One of the promises of Windows Azure and cloud computing in general is elasticity. The ability to quickly and easily expand and contract computing resources based on demand. A common example is that of retailers during the holiday season. There is a huge spike of activity beginning on “Black Friday” and, traditionally, a lot of money is spent preparing for the peak load.
Social eXperience Platform (SXP) is a multi-tenant web service that powers community and conversations for many sites on microsoft.com. A great example of one of our tenants is the Cloud Power web site. SXP is responsible for providing the conversation content on the site while the remainder of the site is served from the standard microsoft.com infrastructure. When the Cloud Power site sees an increase in traffic, SXP also sees an increase in traffic, which is exactly what happened in April.
In this case, the web traffic spikes were due to ads, which typically ran for a day or two. Compared to March’s average daily traffic (represented by the 100% bar), SXP’s traffic spiked to over 700%. Here’s a graph that shows 72 hours of traffic while an ad campaign was active. The blue area is normal traffic and the red area is the additional traffic generated by the ads. Since the ad was targeted to the US, there is a heavy US business hour bias to the traffic on both the soft launch as well as the full run.
There are lots of examples of traffic spikes like this taking web sites down or causing such slow response that they appear to be down. Traditionally, the only way to handle such spikes was to over-purchase capacity. The majority of the time, the capacity isn't needed, so it sits mostly idle, consuming electricity and generating cooling costs. Windows Azure has a better approach.
The engineering team had a discussion with our business partners and learned that due to a couple of ad buys, SXP would see increased traffic on several days in April. In advance of the ads running, we worked with the Microsoft.com operations team and decided to double our Windows Azure compute capacity to ensure that we could handle the load.
This is where Windows Azure really made things easy.
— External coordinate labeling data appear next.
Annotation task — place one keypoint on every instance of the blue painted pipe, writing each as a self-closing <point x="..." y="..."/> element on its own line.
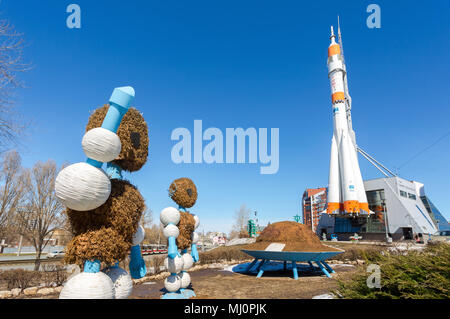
<point x="92" y="266"/>
<point x="172" y="250"/>
<point x="113" y="171"/>
<point x="137" y="264"/>
<point x="194" y="252"/>
<point x="119" y="103"/>
<point x="294" y="270"/>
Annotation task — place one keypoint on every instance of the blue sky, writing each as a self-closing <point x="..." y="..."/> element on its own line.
<point x="231" y="64"/>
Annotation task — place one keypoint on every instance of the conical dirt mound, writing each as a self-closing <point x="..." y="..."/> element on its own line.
<point x="295" y="236"/>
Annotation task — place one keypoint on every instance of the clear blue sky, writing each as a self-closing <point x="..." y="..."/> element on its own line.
<point x="242" y="64"/>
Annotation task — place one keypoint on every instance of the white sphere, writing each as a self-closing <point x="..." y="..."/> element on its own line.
<point x="172" y="283"/>
<point x="197" y="221"/>
<point x="139" y="235"/>
<point x="82" y="187"/>
<point x="174" y="265"/>
<point x="123" y="285"/>
<point x="101" y="144"/>
<point x="169" y="215"/>
<point x="188" y="261"/>
<point x="185" y="279"/>
<point x="171" y="231"/>
<point x="194" y="237"/>
<point x="87" y="285"/>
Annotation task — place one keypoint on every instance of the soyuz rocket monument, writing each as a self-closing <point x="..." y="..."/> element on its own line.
<point x="346" y="194"/>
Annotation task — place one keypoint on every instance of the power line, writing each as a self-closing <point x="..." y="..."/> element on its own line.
<point x="425" y="149"/>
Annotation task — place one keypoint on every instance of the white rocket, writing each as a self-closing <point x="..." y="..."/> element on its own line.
<point x="346" y="194"/>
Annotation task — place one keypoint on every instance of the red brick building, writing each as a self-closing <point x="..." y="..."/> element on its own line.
<point x="314" y="201"/>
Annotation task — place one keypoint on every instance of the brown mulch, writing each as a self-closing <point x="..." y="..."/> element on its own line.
<point x="296" y="237"/>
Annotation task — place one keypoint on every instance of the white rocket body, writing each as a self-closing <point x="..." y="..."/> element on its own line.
<point x="346" y="194"/>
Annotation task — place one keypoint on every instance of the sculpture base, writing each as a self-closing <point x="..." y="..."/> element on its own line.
<point x="180" y="294"/>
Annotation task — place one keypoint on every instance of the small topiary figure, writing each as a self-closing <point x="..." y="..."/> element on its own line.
<point x="179" y="229"/>
<point x="105" y="235"/>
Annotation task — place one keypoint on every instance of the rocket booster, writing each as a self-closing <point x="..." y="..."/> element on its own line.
<point x="346" y="194"/>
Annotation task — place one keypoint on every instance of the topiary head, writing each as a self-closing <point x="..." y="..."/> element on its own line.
<point x="183" y="192"/>
<point x="133" y="134"/>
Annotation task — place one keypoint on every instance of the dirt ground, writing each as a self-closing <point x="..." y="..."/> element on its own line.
<point x="220" y="284"/>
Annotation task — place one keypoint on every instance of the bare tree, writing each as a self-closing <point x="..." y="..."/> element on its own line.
<point x="154" y="235"/>
<point x="241" y="218"/>
<point x="11" y="63"/>
<point x="14" y="183"/>
<point x="43" y="213"/>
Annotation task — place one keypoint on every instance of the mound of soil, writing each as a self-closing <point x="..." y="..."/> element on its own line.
<point x="295" y="236"/>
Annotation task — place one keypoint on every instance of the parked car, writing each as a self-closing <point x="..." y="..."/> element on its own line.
<point x="55" y="253"/>
<point x="443" y="235"/>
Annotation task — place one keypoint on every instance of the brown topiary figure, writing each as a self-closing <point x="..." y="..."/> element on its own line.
<point x="184" y="193"/>
<point x="133" y="134"/>
<point x="106" y="233"/>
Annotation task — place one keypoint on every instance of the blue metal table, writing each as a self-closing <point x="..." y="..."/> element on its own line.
<point x="293" y="257"/>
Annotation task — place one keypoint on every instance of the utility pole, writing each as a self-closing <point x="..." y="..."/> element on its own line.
<point x="20" y="245"/>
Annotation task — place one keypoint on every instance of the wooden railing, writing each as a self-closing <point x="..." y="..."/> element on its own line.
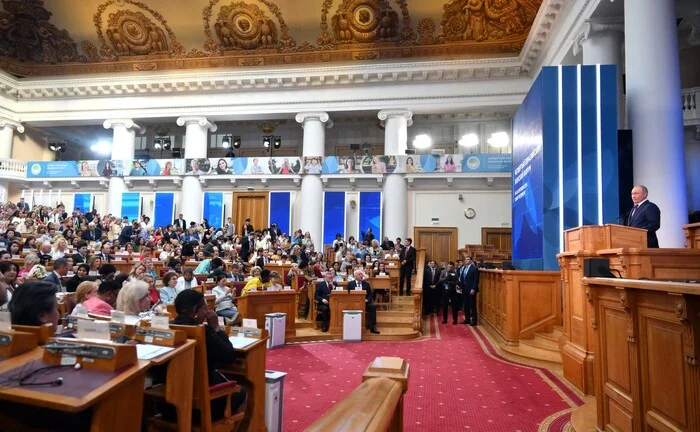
<point x="517" y="304"/>
<point x="376" y="405"/>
We went from 3 servers to 6 servers on our web tier within an hour of making the decision. The total human time to accomplish this was a couple of minutes. Our Ops lead changed one value in an XML file and Windows Azure took care of the rest. Within half an hour, we validated via the logs that we had doubled our capacity and all web servers were taking traffic.
We didn’t have to allocate servers or VMs. We didn’t have to install and patch an OS. We didn’t have to install our application. We didn’t have to run penetration tests. We didn’t have to reconfigure the firewall or the load balancer. All we did is modify a value in an XML file. Since Windows Azure provides a REST API as well as Power Shell scripts, automating this process is straight forward.
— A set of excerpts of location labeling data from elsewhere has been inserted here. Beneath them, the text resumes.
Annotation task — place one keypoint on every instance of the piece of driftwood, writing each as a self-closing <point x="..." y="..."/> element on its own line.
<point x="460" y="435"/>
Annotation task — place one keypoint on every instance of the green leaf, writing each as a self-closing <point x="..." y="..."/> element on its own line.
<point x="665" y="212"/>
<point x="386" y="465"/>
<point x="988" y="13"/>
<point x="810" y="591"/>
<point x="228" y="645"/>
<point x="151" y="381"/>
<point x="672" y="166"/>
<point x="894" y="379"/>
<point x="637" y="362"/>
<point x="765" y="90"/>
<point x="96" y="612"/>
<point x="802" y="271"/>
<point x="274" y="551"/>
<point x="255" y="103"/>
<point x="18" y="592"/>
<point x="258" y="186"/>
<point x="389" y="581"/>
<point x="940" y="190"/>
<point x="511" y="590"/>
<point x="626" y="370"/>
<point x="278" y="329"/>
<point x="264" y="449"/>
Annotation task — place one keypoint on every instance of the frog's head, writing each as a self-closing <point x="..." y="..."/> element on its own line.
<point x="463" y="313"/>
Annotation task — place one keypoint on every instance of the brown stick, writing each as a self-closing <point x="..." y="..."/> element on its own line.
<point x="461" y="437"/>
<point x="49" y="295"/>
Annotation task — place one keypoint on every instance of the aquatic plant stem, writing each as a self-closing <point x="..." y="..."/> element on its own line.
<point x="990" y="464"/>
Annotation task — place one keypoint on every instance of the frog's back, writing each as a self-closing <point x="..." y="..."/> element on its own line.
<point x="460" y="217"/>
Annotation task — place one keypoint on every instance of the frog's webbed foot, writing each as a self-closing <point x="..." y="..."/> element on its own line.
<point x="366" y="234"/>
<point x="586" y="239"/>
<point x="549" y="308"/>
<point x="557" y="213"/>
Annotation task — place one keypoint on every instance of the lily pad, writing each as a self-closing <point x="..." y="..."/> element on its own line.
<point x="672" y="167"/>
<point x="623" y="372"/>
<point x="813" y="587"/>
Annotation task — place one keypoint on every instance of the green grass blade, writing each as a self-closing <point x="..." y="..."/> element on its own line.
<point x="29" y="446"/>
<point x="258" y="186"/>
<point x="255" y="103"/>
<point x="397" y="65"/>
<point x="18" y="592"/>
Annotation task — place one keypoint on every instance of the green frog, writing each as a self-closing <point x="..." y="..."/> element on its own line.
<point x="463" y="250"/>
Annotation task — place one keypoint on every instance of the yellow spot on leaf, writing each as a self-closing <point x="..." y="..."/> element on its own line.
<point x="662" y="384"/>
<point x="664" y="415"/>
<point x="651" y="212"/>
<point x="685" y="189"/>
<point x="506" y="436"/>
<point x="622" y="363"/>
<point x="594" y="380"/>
We monitored SXP closely during our first spike and determined that we didn’t need the additional capacity, so we turned the additional instances off. Again, this took a couple of minutes to modify the XML file and about a half hour to take effect.
Our total, full-retail cost for the burst capacity was $70 plus about 5 minutes of operations time.
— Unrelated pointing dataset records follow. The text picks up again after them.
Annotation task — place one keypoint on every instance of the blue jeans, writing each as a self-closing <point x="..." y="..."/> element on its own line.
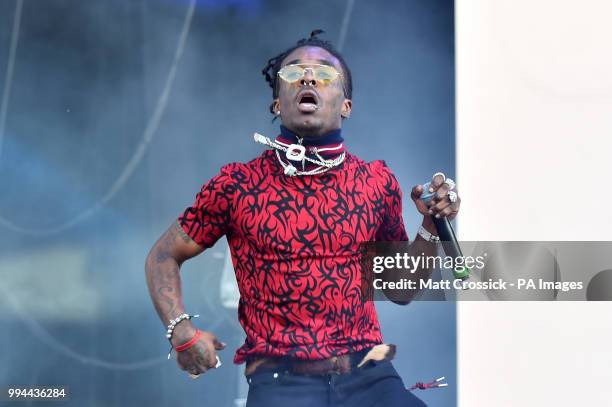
<point x="376" y="384"/>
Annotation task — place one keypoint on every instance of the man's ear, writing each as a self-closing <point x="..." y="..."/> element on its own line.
<point x="275" y="107"/>
<point x="347" y="105"/>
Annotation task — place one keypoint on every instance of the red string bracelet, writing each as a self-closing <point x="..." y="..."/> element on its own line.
<point x="189" y="343"/>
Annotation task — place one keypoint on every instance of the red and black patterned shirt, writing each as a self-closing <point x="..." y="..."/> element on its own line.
<point x="295" y="249"/>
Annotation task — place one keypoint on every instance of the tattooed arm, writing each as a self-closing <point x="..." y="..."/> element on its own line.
<point x="162" y="271"/>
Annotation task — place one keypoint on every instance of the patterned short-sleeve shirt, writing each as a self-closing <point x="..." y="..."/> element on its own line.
<point x="295" y="249"/>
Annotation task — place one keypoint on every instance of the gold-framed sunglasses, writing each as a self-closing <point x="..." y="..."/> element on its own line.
<point x="323" y="74"/>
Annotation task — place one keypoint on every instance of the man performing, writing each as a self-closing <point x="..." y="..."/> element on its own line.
<point x="294" y="218"/>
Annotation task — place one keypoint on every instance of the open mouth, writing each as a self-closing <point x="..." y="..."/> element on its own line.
<point x="308" y="102"/>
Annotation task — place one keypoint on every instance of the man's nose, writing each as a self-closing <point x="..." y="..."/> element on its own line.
<point x="308" y="79"/>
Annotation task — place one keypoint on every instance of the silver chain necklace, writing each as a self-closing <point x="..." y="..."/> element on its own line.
<point x="297" y="152"/>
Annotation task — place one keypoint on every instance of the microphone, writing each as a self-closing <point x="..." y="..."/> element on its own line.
<point x="447" y="236"/>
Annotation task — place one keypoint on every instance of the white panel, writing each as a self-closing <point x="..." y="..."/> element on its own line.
<point x="534" y="146"/>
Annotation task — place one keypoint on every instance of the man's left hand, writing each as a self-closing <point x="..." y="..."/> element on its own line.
<point x="441" y="204"/>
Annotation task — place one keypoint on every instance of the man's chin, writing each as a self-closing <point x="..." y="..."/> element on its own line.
<point x="306" y="126"/>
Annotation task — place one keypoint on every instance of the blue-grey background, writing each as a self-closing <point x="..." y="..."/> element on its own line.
<point x="96" y="162"/>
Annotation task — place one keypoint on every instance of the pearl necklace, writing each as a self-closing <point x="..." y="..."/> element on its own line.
<point x="297" y="152"/>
Compared to the traditional models, Windows Azure made the process very fast and very simple. Windows Azure compute has a minimum time commitment of one hour, so complex systems can burst their capacity multiple times per day if needed. This is a very different model than traditional charge-back models for servers or VMs where you often get billed for a month or longer even though you don’t need the capacity.
If you have the need for elasticity, Windows Azure offers a compelling solution at a very reasonable price point.